Unveiling the Power of Ranking Functions in BigQuery
In the dynamic landscape of SQL, ranking functions play a pivotal role in data analysis, offering a spectrum of tools to understand the distribution, order, and relative position of data within a given window.
In this article, we’ll explore all the 6 SQL Ranking/Numbering functions. Through practical examples, we will show their impact and how you too can turn your queries into interesting data revelations.
RANKING functions Examples
In the following section we will explore 6 ranking/numbering functions through some practical examples, and we will do so using the sample dataset from GCP New York City Taxi Trips.
#1.RANK( ): The Foundation of Ranking
It assigns a unique rank to each row within a window, providing a straightforward method to identify the relative position of data. The
RANK()
operates on a 1-based system, making it a fundamental choice for scenarios where a simple ranking is required.

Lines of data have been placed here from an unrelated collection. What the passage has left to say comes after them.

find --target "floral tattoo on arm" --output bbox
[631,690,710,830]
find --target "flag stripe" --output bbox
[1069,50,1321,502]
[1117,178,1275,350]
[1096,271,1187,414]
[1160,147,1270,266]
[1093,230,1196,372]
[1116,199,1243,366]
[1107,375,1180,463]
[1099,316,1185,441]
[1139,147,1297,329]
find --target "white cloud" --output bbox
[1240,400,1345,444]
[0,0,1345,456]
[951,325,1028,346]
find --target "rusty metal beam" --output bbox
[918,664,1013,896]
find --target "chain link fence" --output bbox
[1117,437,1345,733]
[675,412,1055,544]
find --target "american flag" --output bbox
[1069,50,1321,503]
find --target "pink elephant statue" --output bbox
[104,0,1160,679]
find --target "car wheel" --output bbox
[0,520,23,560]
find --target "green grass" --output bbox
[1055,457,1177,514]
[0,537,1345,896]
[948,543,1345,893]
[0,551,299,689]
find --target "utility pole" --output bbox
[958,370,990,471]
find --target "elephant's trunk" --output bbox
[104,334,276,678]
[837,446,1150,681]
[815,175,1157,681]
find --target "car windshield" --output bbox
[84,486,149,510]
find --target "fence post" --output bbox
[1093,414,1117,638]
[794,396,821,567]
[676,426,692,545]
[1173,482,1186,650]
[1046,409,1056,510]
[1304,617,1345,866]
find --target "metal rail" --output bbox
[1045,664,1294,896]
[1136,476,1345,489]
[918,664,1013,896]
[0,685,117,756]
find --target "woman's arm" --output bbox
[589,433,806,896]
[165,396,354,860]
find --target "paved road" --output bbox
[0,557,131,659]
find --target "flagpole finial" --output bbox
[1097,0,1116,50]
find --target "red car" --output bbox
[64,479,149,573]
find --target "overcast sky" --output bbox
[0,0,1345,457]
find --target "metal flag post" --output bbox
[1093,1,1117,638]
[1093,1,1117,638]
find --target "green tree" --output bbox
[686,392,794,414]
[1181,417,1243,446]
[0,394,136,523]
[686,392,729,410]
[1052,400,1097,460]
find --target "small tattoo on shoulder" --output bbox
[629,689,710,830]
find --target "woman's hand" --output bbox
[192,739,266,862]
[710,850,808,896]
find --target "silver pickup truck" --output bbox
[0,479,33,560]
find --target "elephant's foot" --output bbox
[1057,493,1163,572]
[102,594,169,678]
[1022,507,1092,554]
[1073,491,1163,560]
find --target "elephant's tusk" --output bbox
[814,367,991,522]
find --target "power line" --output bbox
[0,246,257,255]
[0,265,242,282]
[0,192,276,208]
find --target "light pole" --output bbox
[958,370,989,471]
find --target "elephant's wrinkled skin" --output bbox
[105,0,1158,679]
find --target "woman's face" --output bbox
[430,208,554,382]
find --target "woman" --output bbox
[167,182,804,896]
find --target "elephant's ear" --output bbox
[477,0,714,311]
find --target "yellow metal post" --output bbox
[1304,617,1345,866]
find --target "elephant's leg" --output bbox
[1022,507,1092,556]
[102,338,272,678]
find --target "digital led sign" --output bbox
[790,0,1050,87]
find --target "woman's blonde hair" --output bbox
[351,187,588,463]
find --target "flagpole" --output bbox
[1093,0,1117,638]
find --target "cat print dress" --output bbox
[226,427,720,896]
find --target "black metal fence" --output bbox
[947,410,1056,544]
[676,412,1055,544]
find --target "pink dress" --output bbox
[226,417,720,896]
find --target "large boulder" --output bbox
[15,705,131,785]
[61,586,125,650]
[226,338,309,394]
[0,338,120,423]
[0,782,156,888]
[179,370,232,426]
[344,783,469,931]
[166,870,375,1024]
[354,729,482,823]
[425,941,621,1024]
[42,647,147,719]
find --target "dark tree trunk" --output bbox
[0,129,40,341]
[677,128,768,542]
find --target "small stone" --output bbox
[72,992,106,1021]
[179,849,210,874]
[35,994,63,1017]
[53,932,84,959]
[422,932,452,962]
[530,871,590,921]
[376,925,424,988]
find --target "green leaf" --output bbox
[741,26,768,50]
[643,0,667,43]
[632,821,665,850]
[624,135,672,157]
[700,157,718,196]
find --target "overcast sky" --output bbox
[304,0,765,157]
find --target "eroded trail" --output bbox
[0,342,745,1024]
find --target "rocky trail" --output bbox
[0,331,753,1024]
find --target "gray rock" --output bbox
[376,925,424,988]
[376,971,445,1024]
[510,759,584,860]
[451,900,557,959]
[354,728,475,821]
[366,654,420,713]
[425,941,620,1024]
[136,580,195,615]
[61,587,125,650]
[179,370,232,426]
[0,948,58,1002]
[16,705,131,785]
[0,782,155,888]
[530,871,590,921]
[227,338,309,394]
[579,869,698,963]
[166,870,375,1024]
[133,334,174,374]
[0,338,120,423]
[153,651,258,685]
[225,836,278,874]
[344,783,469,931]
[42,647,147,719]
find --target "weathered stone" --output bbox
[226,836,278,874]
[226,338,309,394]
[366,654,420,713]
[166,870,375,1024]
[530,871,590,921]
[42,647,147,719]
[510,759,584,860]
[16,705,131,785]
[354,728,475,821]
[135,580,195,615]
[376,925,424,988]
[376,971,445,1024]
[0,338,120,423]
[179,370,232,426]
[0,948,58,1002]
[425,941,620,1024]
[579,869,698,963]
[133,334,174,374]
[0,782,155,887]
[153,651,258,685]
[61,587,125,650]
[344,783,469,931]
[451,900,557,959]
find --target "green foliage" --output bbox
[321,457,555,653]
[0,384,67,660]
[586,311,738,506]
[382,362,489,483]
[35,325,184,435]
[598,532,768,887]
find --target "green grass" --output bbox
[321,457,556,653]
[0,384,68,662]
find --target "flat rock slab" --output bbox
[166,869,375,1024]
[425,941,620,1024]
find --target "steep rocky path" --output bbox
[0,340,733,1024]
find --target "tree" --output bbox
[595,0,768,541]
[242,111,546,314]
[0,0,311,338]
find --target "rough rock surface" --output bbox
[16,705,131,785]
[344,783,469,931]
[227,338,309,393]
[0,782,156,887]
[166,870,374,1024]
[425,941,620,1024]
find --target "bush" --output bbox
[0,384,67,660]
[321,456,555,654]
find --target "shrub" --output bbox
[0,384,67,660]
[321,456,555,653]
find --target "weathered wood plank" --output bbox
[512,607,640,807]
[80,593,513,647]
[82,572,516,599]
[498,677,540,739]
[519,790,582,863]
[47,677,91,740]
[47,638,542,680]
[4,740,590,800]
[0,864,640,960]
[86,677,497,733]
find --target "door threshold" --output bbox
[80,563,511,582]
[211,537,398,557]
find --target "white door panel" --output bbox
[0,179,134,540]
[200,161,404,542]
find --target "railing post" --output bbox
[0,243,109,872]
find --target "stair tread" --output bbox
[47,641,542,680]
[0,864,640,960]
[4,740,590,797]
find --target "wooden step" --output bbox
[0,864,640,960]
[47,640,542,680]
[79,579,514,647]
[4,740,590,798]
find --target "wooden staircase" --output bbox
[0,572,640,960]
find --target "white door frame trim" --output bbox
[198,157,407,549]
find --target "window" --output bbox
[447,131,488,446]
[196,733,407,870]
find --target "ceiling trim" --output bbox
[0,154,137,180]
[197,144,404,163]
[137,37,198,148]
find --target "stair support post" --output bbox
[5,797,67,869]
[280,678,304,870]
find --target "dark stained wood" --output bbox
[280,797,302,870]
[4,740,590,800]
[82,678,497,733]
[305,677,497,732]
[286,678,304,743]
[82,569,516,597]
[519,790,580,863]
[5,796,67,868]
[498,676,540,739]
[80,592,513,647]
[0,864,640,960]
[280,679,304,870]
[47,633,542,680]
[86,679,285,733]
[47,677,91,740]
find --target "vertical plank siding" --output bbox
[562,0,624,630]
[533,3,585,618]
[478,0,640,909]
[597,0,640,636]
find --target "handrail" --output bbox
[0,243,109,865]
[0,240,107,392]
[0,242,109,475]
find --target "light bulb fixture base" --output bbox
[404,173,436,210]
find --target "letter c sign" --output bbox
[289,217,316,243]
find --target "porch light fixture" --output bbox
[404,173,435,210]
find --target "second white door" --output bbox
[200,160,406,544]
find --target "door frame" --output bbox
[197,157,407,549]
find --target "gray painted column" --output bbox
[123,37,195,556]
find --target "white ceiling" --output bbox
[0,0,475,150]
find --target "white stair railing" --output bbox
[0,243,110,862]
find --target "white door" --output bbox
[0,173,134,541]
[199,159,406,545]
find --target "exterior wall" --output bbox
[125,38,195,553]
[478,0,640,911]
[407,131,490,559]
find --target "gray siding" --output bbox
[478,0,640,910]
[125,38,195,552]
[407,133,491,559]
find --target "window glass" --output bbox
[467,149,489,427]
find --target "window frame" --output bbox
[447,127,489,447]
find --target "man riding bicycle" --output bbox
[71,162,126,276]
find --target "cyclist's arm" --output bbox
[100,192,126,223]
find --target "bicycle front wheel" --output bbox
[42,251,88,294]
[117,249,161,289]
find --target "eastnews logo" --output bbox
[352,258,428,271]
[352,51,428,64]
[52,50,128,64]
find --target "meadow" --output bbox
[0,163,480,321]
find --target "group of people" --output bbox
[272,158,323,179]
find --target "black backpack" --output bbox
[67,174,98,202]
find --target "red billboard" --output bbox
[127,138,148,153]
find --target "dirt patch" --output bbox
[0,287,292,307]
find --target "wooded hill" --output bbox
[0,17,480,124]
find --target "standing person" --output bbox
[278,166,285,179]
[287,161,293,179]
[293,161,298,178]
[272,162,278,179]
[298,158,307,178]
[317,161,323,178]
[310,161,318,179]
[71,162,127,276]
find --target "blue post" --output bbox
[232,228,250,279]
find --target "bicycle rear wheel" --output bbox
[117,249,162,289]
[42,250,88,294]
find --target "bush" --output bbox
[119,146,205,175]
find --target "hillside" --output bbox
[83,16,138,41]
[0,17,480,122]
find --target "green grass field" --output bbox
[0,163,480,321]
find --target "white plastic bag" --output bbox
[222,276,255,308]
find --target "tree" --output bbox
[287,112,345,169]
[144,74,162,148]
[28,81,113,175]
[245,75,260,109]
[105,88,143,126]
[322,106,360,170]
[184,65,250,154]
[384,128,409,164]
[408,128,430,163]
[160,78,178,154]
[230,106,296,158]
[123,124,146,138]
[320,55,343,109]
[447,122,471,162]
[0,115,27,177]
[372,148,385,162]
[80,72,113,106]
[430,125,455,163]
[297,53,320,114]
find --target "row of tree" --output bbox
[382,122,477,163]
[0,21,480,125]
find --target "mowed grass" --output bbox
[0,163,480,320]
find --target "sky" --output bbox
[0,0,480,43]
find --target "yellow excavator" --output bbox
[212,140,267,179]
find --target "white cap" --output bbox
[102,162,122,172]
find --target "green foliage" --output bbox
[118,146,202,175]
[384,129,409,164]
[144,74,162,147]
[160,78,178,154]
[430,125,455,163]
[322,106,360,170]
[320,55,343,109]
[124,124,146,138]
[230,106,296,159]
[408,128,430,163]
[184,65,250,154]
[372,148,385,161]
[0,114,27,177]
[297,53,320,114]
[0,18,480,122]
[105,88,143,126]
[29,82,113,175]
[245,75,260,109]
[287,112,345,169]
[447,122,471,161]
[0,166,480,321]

The objective of this query is to identify and showcase the top 3 ranked taxi trips for each payment method, taking tip amount into consideration. The RANK()
function handles ties by giving identical tip amounts the same rank and leaving gaps in the ranking sequence.
WITH RankedTrips AS (
SELECT *,
ROW_NUMBER() OVER (PARTITION BY payment_type ORDER BY tip_amount DESC) AS tip_amount_rank
FROM
bigquery-public-data.new_york_taxi_trips.tlc_yellow_trips_2022
)
SELECT
payment_method,
tip_amount_rank,
tip_amount
FROM
RankedTrips
WHERE
tip_amount_rank <= 3
#2.DENSE_RANK( ): Seamless Ranking without Gaps
It is similar to
RANK()
, but it eliminates gaps in the ranking sequence. TheDENSE_RANK()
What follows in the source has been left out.